The bond insurer declined to comment for this story and Rice could not be reached.

Standard & Poor's in late July slashed Ambac's financial-strength rating to junk, saying assumed losses on insured mortgage bonds could wipe out the company's equity.

Miami-Dade officials said they are happy with the swaps themselves. The swaps are floating-to-floating rate and have performed "consistently well" for more than a decade.

"The county has had a long and mutually beneficial relationship with Rice on these transactions," said memorandums presented to commissioners. "To date they have resulted in more than $63.9 million in payments to the county."

The swaps cover a notional amount of approximately $700 million of debt. It was sold to provide funds for the county's water and sewer department and solid waste department, to leverage the convention development tax, and for a project funded with one series of industrial development bonds.

The cash flow from the swaps has consistently been positive to the county, Shapiro said yesterday in an interview with The Bond Buyer.

He also said that since the swaps represent large positions, which were put in place "with care" over a number of years, the county has several options as it proceeds.

Miami-Dade can simply replace Ambac as the guarantor or replace both the counterparty and the guarantor.

"The county can control the termination process and restructure the swaps in a manner that maintains the positive benefits of the swaps for the county, and get rid of the negative, which is Ambac," Shapiro said, noting that the insurer will be responsible for transactional costs.

Under terms of the swap contracts, the transactional costs would be determined by obtaining market quotations from other swap dealers on what they would pay, or receive, to step into Ambac's place, Shapiro explained.

County commissioners approved seeking competitive bids for the underlying floating-rate basis swaps. Such swaps currently make up 10% to 20% of the swap market and, according to Shapiro, are less volatile than the more common variable-to-fixed rate swaps.

"These are swaps where it's one floating rate versus another floating rate so that it tends to be the case that floating rates zig and zag more or less together," he told county commissioners on Tuesday. "These are not without risk altogether but there's a big cushion built into these swaps to help absorb that risk, what's referred to in the swap as a constant, and that constant in these swaps is actually quite large so it does buffer the risk."

Shapiro said the constant is 160 basis points, which means the two floating rates would have to move more than 160 basis points before the county would have to pay.

In a 20-year analysis to determine how well the swaps performed, Shapiro said there was no fiscal year in which the swaps generated negative cash flow for Miami-Dade. He also described the risk-reward ratio as "very much in the county's favor."

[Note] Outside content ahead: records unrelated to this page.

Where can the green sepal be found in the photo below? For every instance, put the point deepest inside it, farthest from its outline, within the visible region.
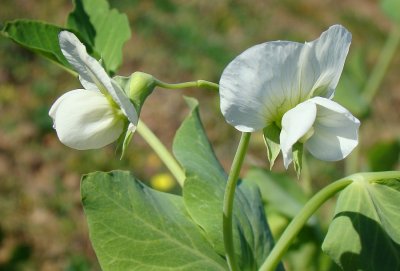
(124, 140)
(137, 87)
(298, 157)
(271, 138)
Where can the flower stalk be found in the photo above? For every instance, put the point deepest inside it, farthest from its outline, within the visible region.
(162, 152)
(197, 83)
(312, 206)
(229, 199)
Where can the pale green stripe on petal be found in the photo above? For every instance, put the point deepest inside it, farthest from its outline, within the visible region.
(93, 74)
(85, 120)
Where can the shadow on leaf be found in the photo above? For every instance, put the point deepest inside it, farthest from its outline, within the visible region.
(378, 250)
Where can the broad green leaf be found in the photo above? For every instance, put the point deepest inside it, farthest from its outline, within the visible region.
(40, 37)
(203, 194)
(384, 155)
(271, 138)
(105, 29)
(364, 234)
(391, 8)
(133, 227)
(280, 192)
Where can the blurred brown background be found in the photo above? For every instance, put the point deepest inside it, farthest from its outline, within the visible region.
(42, 226)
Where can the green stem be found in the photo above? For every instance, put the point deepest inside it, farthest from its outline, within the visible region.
(162, 152)
(387, 53)
(228, 201)
(312, 206)
(299, 221)
(198, 83)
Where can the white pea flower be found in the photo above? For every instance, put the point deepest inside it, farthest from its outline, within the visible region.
(97, 115)
(290, 85)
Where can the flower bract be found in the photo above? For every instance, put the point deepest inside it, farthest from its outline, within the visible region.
(97, 115)
(291, 85)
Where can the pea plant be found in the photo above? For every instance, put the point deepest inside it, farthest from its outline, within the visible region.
(281, 89)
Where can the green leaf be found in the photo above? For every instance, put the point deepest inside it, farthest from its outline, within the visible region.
(364, 234)
(298, 158)
(280, 192)
(133, 227)
(391, 9)
(271, 138)
(384, 155)
(105, 29)
(203, 194)
(40, 37)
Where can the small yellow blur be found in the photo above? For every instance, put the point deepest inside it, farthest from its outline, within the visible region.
(162, 182)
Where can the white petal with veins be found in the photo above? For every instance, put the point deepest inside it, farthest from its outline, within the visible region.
(335, 131)
(85, 120)
(295, 124)
(260, 85)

The swaps have had the effect of reducing the net debt-service payments significantly, and "in good times and in bad" they are performing very favorably, county manager George Burgess told commissioners on Tuesday.

Terminating Ambac gives Miami-Dade an opportunity to replace the counterparties when the market is most favorable for the county, officials said, which could also make it attractive to enter into new swap contracts.

If the insurer declared bankruptcy prior to the county terminating the agreements, "Ambac would be the party to determine when to terminate the transactions," county documents said. "Ambac would most likely choose market conditions that are more favorable to itself."

Miami-Dade County's general obligation rating is AA-minus from Fitch Ratings and Standard & Poor's, and Aa3 from Moody's.